Abusi nella ginnastica ritmica, l’allenatrice delle Farfalle di Desio a processo sportivo
Comportamenti vessatori nei confronti delle giovanissime allieve di ginnastica ritmica, controllo ossessivo del peso, insulti, punizioni. Con queste accuse la storica e plurimedagliata allenatrice delle Farfalle di Desio (già commissariata) Emanuela Maccarani, con la sua assistente-coach Olga Tishina, è finita anche sotto la lente della giustizia sportiva. Una pista che si aggiunge a quella seguita dalla Procura di Monza, che indaga le due donne per maltrattamenti.
Il procuratore Michele Rossetti contesta nello specifico la possibile mancata "condotta ispirata ai principi di lealtà, imparzialità integrità ed onestà, evitando atti e comportamenti caratterizzati da animosità o conflittualità, mantenendo rapporti improntati a fiducia e collaborazione, ispirati a correttezza trasparenza e reciproco rispetto". Nonché una presunta violazione dei "principi di lealtà e correttezza in ogni funzione, prestazione o rapporto comunque riferibile all’attività sportiva".
Le denunce delle campionesse di ginnastica ritmica: "Sei un maiale, vergognati"
Un polverone, quello che ha investito come una nube tossica tutto l'ambiente della ginnastica ritmica nazionale, nato dopo alcune denunce di peso. "Mangiavo sempre meno, ma ogni mattina salivo sulla bilancia e non andavo bene: per due anni ho continuato a subire offese quotidiane", ha raccontato la campionessa Nina Corradini. "Io pesavo sui 55 kg per 1,75 m, ma l’allenatrice aveva sempre da ridire. Avevo imparato che di notte perdevo 3 etti e che un bicchiere d’acqua ne pesava 2. Mi pesavo anche 15 volte al giorno. Non avevo più forze e mi ammalavo. Avevo poco ferro". Oggi ha deciso di rendere pubblici quei momenti di difficoltà. "Questo non è sport. Ora voglio proteggere le bambine più piccole: tutti devono sapere la realtà".
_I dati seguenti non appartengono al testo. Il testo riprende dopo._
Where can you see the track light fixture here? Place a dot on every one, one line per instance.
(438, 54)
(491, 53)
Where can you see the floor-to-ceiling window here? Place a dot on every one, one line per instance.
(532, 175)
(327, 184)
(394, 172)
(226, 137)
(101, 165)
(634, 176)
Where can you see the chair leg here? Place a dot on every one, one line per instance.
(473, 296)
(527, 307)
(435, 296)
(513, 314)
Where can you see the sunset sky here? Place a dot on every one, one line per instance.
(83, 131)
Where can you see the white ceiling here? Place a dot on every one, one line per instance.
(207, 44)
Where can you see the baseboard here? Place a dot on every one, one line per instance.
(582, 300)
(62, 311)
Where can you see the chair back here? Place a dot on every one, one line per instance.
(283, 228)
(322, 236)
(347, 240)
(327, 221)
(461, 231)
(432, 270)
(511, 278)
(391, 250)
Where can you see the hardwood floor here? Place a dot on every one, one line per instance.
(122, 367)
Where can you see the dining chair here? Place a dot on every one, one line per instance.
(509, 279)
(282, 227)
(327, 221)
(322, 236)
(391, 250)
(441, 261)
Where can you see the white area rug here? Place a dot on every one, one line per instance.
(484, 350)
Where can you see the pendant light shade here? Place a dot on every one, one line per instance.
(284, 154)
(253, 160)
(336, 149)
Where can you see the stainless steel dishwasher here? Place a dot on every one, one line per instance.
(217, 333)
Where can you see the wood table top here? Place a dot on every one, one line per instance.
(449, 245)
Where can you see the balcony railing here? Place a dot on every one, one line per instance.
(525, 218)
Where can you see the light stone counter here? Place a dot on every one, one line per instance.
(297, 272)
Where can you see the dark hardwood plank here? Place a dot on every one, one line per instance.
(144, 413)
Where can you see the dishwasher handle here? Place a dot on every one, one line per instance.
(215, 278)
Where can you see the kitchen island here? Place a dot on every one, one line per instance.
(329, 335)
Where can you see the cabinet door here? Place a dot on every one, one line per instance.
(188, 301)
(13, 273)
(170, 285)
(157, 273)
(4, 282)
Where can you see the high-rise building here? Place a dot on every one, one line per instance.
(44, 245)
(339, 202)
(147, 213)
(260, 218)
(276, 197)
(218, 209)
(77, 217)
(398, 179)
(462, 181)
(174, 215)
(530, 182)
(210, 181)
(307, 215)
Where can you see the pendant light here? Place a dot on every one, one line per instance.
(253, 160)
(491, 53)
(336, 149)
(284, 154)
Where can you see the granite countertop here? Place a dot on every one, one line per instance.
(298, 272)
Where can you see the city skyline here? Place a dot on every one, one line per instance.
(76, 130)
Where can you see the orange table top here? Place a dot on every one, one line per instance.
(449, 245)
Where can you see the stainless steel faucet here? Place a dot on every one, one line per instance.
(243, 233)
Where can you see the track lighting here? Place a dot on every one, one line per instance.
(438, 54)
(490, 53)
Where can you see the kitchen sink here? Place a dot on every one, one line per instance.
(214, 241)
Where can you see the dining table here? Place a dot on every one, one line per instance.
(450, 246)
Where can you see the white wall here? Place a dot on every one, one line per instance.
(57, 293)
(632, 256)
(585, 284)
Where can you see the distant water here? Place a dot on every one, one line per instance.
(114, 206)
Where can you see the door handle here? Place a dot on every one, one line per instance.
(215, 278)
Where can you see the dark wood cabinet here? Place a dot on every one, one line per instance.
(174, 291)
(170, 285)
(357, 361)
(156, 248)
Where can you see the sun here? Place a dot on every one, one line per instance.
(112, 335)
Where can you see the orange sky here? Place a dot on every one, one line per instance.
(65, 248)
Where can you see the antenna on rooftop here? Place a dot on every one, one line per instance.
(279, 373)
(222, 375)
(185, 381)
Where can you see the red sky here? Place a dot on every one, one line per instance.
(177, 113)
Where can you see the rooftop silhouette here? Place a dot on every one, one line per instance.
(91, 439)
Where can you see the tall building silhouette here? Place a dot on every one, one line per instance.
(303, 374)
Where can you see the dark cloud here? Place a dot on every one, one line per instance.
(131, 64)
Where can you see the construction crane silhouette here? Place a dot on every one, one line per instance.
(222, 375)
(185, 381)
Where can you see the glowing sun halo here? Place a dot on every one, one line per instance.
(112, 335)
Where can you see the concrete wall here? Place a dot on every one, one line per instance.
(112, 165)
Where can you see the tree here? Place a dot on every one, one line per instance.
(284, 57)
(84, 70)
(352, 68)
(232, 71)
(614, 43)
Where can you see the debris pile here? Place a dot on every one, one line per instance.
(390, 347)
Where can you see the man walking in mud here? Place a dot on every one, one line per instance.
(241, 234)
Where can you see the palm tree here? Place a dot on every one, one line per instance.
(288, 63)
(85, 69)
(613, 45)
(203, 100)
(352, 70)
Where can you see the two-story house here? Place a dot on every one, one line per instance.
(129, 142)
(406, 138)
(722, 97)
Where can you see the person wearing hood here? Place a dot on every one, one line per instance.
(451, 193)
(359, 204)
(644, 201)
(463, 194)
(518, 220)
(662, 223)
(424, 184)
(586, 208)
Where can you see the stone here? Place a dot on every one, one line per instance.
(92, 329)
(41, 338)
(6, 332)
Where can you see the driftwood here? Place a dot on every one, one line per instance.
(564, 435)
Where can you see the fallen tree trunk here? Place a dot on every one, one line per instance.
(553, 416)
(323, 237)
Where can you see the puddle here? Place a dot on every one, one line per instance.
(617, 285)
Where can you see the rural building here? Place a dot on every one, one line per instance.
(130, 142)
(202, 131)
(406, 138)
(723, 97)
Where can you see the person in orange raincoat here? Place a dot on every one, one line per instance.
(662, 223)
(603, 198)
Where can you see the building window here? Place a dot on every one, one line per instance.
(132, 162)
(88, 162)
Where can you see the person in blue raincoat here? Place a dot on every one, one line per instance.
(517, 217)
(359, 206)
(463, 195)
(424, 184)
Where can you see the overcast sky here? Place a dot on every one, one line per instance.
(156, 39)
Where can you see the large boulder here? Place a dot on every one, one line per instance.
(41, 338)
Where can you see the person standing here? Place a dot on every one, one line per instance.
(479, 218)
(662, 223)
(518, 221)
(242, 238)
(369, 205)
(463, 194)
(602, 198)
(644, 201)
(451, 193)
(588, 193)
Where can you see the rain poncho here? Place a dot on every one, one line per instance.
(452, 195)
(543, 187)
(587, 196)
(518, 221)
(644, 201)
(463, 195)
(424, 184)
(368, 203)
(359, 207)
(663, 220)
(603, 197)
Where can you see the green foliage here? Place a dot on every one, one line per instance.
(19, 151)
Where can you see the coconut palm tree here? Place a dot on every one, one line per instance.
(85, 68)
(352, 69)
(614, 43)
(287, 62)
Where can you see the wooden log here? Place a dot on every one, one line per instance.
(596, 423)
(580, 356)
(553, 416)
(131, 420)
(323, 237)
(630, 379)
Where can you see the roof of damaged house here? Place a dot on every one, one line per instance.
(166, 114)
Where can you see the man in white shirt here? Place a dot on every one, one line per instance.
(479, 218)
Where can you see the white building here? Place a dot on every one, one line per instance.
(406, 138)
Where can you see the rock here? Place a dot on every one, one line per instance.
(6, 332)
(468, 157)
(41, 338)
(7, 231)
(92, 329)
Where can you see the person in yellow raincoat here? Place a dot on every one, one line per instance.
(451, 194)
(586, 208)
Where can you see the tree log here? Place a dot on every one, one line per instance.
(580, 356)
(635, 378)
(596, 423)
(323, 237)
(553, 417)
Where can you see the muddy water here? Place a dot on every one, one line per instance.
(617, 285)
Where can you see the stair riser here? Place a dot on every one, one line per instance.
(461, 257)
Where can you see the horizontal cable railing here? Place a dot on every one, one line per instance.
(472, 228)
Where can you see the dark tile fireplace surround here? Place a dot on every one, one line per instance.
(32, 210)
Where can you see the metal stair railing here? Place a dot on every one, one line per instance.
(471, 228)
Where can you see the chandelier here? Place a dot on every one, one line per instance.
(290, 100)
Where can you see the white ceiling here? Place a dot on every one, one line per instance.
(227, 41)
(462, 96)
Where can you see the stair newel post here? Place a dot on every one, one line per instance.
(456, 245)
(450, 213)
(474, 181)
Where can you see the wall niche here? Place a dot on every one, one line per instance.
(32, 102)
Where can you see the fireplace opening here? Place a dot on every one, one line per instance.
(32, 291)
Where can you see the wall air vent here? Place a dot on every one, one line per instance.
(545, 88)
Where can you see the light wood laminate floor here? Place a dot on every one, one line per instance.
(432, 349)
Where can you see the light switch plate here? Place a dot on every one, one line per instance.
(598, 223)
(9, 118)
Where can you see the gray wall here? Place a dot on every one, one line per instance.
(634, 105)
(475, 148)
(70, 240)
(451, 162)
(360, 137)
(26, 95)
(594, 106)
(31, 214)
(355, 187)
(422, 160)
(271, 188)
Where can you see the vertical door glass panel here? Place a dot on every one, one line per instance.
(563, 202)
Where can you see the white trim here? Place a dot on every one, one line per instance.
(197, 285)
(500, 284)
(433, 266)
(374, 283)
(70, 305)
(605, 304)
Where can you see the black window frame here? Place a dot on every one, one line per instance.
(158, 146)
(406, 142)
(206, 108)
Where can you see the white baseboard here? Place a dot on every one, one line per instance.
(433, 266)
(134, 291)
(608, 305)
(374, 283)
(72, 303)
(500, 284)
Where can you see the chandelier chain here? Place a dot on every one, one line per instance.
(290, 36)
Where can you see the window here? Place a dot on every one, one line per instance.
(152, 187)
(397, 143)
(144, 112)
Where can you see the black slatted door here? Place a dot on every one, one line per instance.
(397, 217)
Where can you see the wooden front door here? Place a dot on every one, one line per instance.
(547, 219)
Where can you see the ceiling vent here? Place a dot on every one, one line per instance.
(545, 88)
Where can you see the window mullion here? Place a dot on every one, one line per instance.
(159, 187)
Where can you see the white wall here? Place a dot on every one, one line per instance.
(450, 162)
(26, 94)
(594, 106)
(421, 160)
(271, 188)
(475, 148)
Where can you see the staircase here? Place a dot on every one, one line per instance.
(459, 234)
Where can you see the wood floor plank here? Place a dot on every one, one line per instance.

"Ho pensato al suicidio", ha rivelato invece la collega Anna Basta. "Una volta non ho agito perché è entrata una persona in stanza e mi sono scossa. La seconda ero in mezzo alla gente. La mia amata ginnastica da sogno più grande era diventata un incubo. Vivevamo 11 mesi in ritiro e i miei genitori non pensavano fosse così grave la situazione, anche perché quando la vedevo tentavo di sdrammatizzare. Hanno capito davvero la realtà solo quando ho abbandonato l'Accademia. Non pensavano di vedermi così distrutta". Anche lei, adesso, non si stanca di raccontare a gran voce la propria storia. "Appena ho cominciato a parlare ho incrinato molti rapporti. Ci sono state reazioni brutte, però io vado avanti. Lo faccio per le bambine".